Same thing happened to me a few weeks ago. I can live with losing the fish, its part of the challange, but what sucks is not knowing what is on the other side.


----------



## mille33 (Dec 19, 2007)

I went to the Granada bridge last night around 6, caught 4 sheephead. The guy that works the bait store there said he caught 26" snook the day before right out the back door!


----------



## 1fishingfool (Apr 24, 2009)

I like fishing the dulawton bridge for snook. I live in deltona so I don't know the area very well. What other bridges are like dulawton, close to the water and lit up by lights. I am going to do some fishing this weekend tide should be right at night. Perfect for snook fishing need to get that keeper.


----------



## 1fishingfool (Apr 24, 2009)

yeah patrck I can usually tell what the fish is or was. But that fish was hauling azz. I guess I brought a knife to a gun fight. I was using 60lb. braid and 30 florocarbon leader. Well of course the leader was the weakest link. I don't want to use a bigger leader cause I don't want them to see it. After that fish broke off I tide another one on without leader and I didn't get one bite. I don't know if its because they saw the line, or the bite turned off. I might head back out friday night it all depends on the weather.


----------



## webb601 (Jan 10, 2007)

Don't know what ran off with your line but here is a possibility.

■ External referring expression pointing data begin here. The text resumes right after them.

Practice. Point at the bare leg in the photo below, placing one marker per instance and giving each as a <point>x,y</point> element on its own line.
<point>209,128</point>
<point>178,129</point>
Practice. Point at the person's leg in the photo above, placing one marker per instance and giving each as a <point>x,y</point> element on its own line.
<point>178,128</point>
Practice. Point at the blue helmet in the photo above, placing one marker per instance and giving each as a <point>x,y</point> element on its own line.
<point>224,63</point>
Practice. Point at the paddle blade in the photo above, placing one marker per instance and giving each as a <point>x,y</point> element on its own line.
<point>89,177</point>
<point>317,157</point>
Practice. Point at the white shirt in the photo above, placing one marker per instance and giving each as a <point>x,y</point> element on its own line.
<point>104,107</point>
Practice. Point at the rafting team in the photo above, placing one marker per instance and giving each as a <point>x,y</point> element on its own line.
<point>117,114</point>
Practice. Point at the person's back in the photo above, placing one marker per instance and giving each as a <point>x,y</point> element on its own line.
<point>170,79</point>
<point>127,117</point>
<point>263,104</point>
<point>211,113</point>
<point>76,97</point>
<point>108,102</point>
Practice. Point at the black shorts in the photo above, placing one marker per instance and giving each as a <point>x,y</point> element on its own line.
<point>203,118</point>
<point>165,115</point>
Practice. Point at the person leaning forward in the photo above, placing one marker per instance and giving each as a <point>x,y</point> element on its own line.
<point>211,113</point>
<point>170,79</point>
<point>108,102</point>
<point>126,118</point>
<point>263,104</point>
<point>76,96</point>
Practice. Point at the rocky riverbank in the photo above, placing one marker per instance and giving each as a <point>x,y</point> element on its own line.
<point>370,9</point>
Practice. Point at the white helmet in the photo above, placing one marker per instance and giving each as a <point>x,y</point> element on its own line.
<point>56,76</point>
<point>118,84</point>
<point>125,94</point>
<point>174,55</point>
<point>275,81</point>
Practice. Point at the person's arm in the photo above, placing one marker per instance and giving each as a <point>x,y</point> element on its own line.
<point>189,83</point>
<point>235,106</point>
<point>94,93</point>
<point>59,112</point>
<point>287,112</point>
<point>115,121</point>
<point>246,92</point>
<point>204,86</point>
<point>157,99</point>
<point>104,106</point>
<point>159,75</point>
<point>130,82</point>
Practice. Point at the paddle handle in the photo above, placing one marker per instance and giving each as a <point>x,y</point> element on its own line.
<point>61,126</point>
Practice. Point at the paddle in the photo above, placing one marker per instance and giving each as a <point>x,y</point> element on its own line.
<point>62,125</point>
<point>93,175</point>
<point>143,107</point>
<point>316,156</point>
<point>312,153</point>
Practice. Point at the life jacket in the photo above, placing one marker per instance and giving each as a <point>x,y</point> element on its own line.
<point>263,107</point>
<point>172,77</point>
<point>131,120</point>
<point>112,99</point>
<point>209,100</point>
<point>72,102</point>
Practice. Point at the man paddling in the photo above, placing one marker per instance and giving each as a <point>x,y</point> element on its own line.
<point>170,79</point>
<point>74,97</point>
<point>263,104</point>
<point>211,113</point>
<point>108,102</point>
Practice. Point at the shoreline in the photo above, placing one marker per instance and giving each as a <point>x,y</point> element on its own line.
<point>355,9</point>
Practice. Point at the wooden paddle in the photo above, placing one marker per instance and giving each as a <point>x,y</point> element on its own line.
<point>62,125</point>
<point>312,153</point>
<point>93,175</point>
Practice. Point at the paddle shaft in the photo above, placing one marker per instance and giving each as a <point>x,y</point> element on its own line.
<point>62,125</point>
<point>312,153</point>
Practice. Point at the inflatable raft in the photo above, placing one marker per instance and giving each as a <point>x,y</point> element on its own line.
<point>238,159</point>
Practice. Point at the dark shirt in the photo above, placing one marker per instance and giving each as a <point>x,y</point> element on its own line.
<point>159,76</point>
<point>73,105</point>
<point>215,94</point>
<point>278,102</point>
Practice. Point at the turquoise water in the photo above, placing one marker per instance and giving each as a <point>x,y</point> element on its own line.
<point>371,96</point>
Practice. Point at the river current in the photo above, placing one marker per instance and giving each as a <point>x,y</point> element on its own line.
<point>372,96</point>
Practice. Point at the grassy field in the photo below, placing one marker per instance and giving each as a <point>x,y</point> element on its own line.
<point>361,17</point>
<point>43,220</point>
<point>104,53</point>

I was talking to a guy at the bridge in NSB and he said there are Goliath Grouper there. There was a fellow there fishing for them (uses cut ladyfish). I thought it far fetched until I caught two juveniles while trying to sabiki up some pinfish.


----------



## 1fishingfool (Apr 24, 2009)

ya i heard about that too. My buddy said he was fishing port Canaveral and he was having the same problem with them over there. But I didn't know those fish are in 4 foot of water. I am going to catch some lady fish and drop em off the bridge with my big rig. If its not raining sat. night if anyone wants to meet up I am going to dunlawton. Got to get that big snook.


----------